E infine c’è il Vangelo che ripete: “Attenti alle parole”. Parole che parlano per noi, che dicono di noi. Per questo Gesù afferma che non basta non uccidere. Perché uccidere è già un risultato. Si uccide l’altro perché da tempo ha perso valore e considerazione. Cioè: non è più un essere umano. Come sembrano voler insinuare certe parole che con superficialità diciamo di qualcuno: è uno stupido, è pazzo! Anzi, altro che stupido e pazzo: oggi circolano espressioni contro gli altri che solo qualche anno fa non avremmo mai immaginato di sentire. Tanta è la volgarità che ci circonda e magari ci ha preso. E la vergogna delle vergogne è che ci stiamo abituando.
Senza un sussulto, una minima indignazione per delle volgarità che denunciano un decadimento inquietante.
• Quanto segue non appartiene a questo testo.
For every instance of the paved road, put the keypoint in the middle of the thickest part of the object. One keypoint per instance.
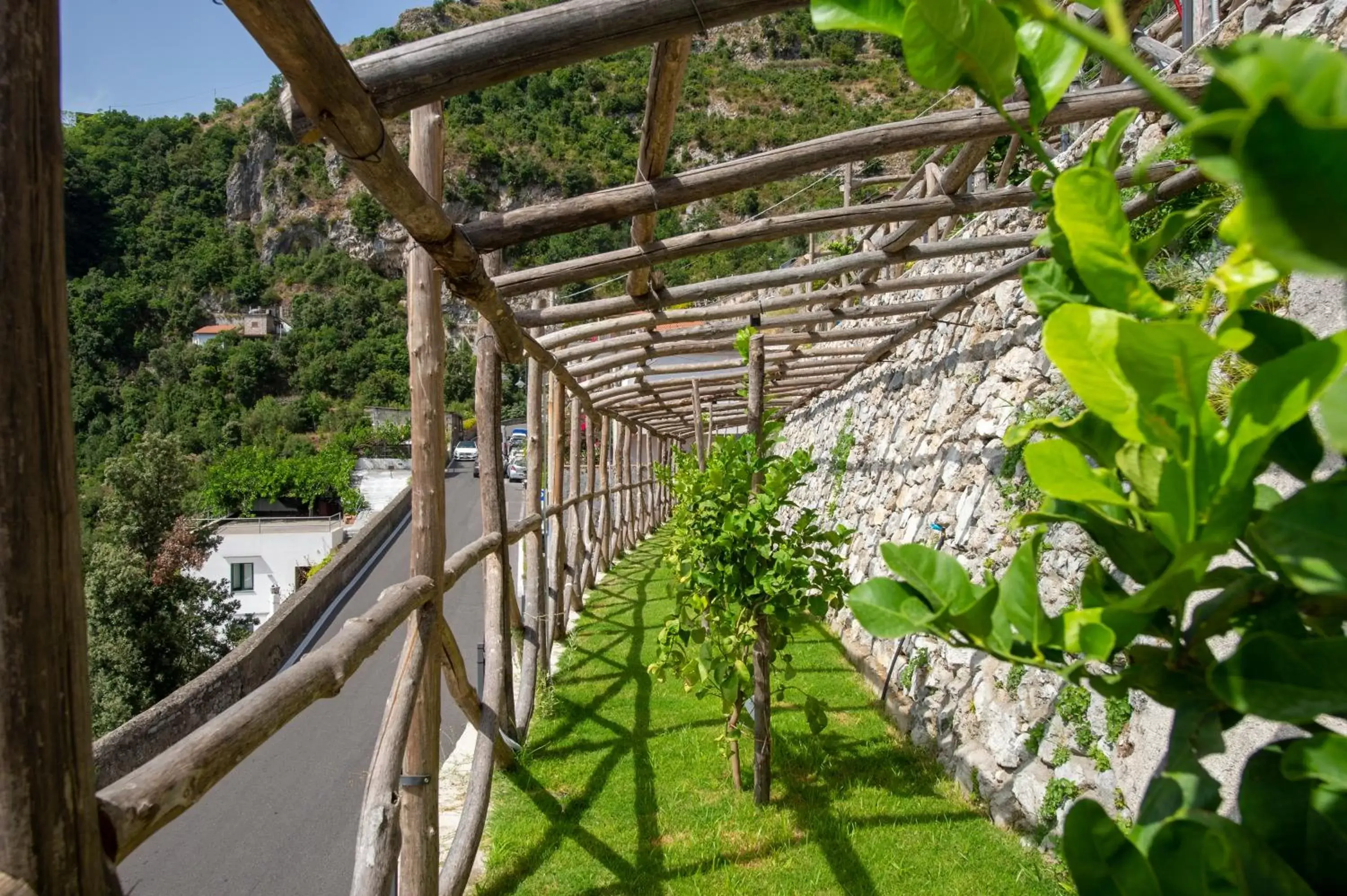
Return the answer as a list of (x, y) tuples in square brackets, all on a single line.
[(283, 824)]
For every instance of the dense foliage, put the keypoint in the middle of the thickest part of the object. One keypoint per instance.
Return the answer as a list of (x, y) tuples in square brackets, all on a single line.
[(153, 624), (741, 567), (1162, 483)]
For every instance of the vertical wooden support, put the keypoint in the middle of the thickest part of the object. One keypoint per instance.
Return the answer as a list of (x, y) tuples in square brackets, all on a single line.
[(453, 878), (533, 552), (555, 486), (697, 426), (605, 523), (763, 649), (589, 546), (418, 867), (49, 821), (573, 523)]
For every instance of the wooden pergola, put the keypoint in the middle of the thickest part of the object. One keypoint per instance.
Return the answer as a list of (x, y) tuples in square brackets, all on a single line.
[(599, 359)]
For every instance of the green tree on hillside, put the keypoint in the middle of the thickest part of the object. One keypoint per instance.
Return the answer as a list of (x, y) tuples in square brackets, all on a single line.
[(153, 626)]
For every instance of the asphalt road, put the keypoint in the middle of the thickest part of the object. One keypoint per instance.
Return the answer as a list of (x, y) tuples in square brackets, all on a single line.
[(283, 824)]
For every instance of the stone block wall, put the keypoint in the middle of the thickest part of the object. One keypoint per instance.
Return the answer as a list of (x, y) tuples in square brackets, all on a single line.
[(929, 453)]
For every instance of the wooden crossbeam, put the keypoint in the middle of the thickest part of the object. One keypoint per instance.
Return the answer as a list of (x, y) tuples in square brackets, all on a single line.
[(294, 38), (955, 127), (767, 229), (705, 290), (663, 92), (542, 40)]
Ma cosa stiamo diventando? Possiamo ancora dire a qualcuno: fratello? Domandarci: dov’è finito Abele? Accorgerci che non solo Dio, ma che anche noi possiamo e dobbiamo tornare ad udire il grido del sangue di tanti fratelli che viene su dalla terra? O la risposta è ancora quella: “Sono forse io il custode di mio fratello?”. E custode è una parola sacra che si lega intimamente con la parola fratello. Se, infatti, hai davanti un fratello, di principio lo devi anche custodire! Senza eccezioni, perché se tutti siamo figli di Dio nessuno può essere dichiarato bastardo, escluso! Essere dunque custode come Dio, che, come dice il salmo 120: “non sonnecchia, non prende mai sonno!”. Noi invece abbiamo sonnecchiato anche troppo, ed è giunta l’ora di risvegliarci per custodire l’altro, il fratello, così come Dio comanda!